Genauso außergewöhnlich schlagfertig wie die Ballwechsel in seiner aktiven Zeit als zweifacher Olympiasieger waren, so geschickt ist der General-Cheftrainer der chinesischen Nationalmannschaft Liu Guoliang der Frage ausgewichen, inwieweit Kong Linghuis Suspendierung den Erfolgsdruck auf die gesamte Mannschaft erhöht hat. Er bat die Journalisten daraufhin ausschließlich Fragen zusammenhängend mit den aktuellen Spielen zu stellen.

 Laut chinesischen Staatsmedien habe sich der Trainer der nationalen Tischtennisfrauen Kong Linghui 2015 während einer Ferienreise in Singapur umgerechnet gut 650.000 Euro für Spieleinsätze von einem Casino geliehen und später nicht vollständig zurückgezahlt. Das Casino in einem Luxushotel hat den ehemaligen Profi des Ex-Meisters TTF Ochsenhausen und des damaligen Bundesligisten TTF Bad Honnef demnach auf Erstattung der noch ausstehenden Restsumme von gut 300.000 Euro verklagt.

 Kong bestritt auf seiner Seite in Chinas Sozialnetzwerk Weibo jegliche Verwicklung in die Affäre. Die Spielschulden hätten Freunde und Verwandte gemacht, teilte die chinesische Tischtennis-Ikone weiter mit. Er selbst sei lediglich Bürge gewesen. Nun seien die Restschulden vollständig zurückgezahlt. Chinesischen Medienberichten zufolge ist das Casino dabei, die Klage zurückzuziehen.

"Sein Herz bleibt immer bei uns"

Für Kongs vorläufigen Nachfolger Li Sun hat der Spielschuldenskandal keinen großen Einfluss auf die Mannschaft. "Wir müssen nur organisatorisch ein paar Dinge ändern. Unsere Sportler konzentrieren sich weiterhin voll auf den Wettbewerb."

Kongs beste Sportlerin in der Mannschaft Ding Ning wiederholt hier gerne den Wortlaut ihres parteitreuen Politikunterrichtes: "Trainer Kong ist zwar körperlich nicht mehr hier anwesend, aber sein Herz bleibt immer bei uns. Er schaut weiterhin auf unsere Leistung. Es geht bei uns eben nicht um die einzelne Person, sondern um das Team als Ganzes", sagt die aktuelle Weltranglistenerste gegenüber Deutsche Welle.

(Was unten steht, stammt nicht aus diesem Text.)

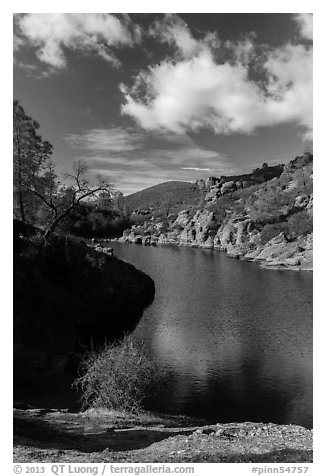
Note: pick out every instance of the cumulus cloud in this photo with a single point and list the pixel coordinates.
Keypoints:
(305, 23)
(196, 91)
(175, 32)
(115, 139)
(51, 33)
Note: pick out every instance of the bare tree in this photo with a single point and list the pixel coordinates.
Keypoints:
(166, 205)
(61, 200)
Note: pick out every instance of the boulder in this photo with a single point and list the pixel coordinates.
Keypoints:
(228, 187)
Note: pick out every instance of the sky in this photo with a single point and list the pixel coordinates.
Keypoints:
(148, 98)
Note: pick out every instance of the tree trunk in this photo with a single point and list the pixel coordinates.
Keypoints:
(56, 222)
(20, 191)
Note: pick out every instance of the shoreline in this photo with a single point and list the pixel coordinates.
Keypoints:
(99, 436)
(263, 263)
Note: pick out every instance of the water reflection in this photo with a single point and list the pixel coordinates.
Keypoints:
(235, 339)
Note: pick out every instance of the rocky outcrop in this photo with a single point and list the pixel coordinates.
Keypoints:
(238, 236)
(237, 231)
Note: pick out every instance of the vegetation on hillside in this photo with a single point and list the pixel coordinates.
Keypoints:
(116, 377)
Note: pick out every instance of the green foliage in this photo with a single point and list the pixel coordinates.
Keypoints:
(117, 377)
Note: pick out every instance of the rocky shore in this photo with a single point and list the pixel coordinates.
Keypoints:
(44, 436)
(238, 237)
(268, 222)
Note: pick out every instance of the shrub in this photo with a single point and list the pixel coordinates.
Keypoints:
(117, 377)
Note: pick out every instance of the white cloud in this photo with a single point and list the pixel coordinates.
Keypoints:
(305, 22)
(50, 33)
(175, 32)
(115, 139)
(196, 169)
(196, 91)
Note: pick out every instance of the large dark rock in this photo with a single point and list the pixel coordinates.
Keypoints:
(68, 298)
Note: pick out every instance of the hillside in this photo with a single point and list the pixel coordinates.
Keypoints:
(179, 195)
(267, 218)
(67, 298)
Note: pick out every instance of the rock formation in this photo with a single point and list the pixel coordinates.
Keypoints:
(239, 234)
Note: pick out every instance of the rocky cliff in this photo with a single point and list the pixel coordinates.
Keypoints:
(67, 298)
(268, 222)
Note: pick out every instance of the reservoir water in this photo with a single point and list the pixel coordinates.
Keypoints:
(234, 339)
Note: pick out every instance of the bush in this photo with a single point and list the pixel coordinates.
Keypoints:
(117, 377)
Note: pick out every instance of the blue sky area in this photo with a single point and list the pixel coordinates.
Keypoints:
(147, 98)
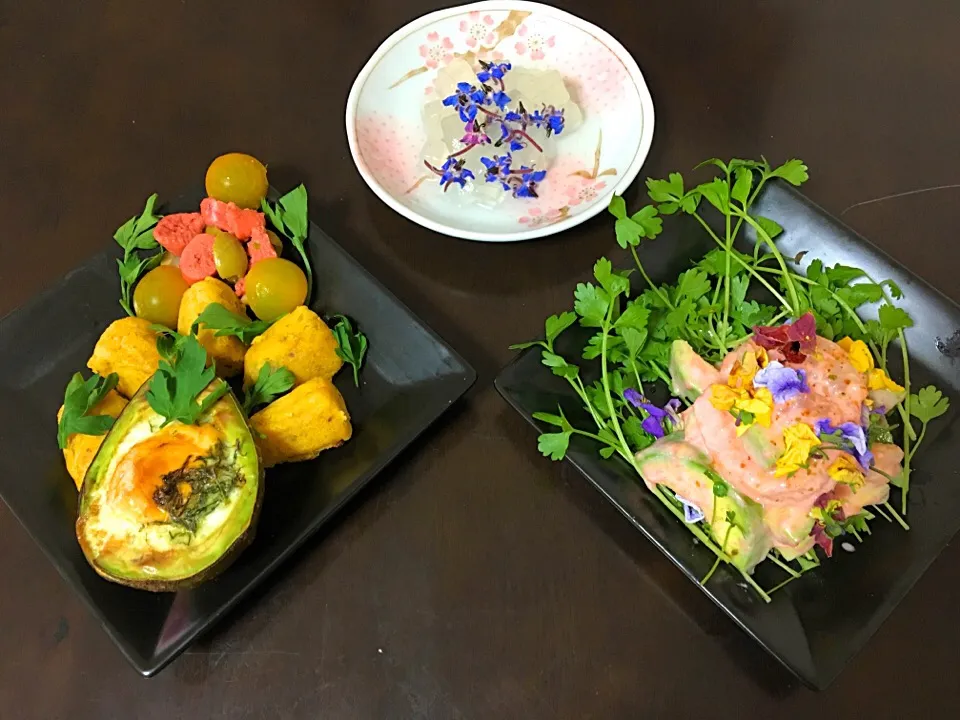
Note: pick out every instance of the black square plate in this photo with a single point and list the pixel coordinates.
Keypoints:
(817, 623)
(410, 377)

Deutschland Tischtennis WM in Düsseldorf | Ding Ning
Ding NIng: "Er schaut weiterhin auf unsere Leistung"Bild: picture alliance/dpa/Imaginechina/Ling

 Dennoch gibt Ding zu, dass "sich die Mannschaft momentan in einer schwierigen Situation" befinde. Aber desto größer sei die Motivation, diese Situation zu meistern und noch bessere Leistungen zu erbringen. Der Skandal von Kong Linghui habe den Teamgeist sogar verbessert und die ganze Mannschaft vereint, sagt der verantwortliche General-Cheftrainer Liu Guoliang gegenüber dem chinesischen Staatssender CCTV. Tatsächlich sind die Chinesen in Düsseldorf wieder dabei, fast den kompletten Medaillenspiegel für sich zu beanspruchen.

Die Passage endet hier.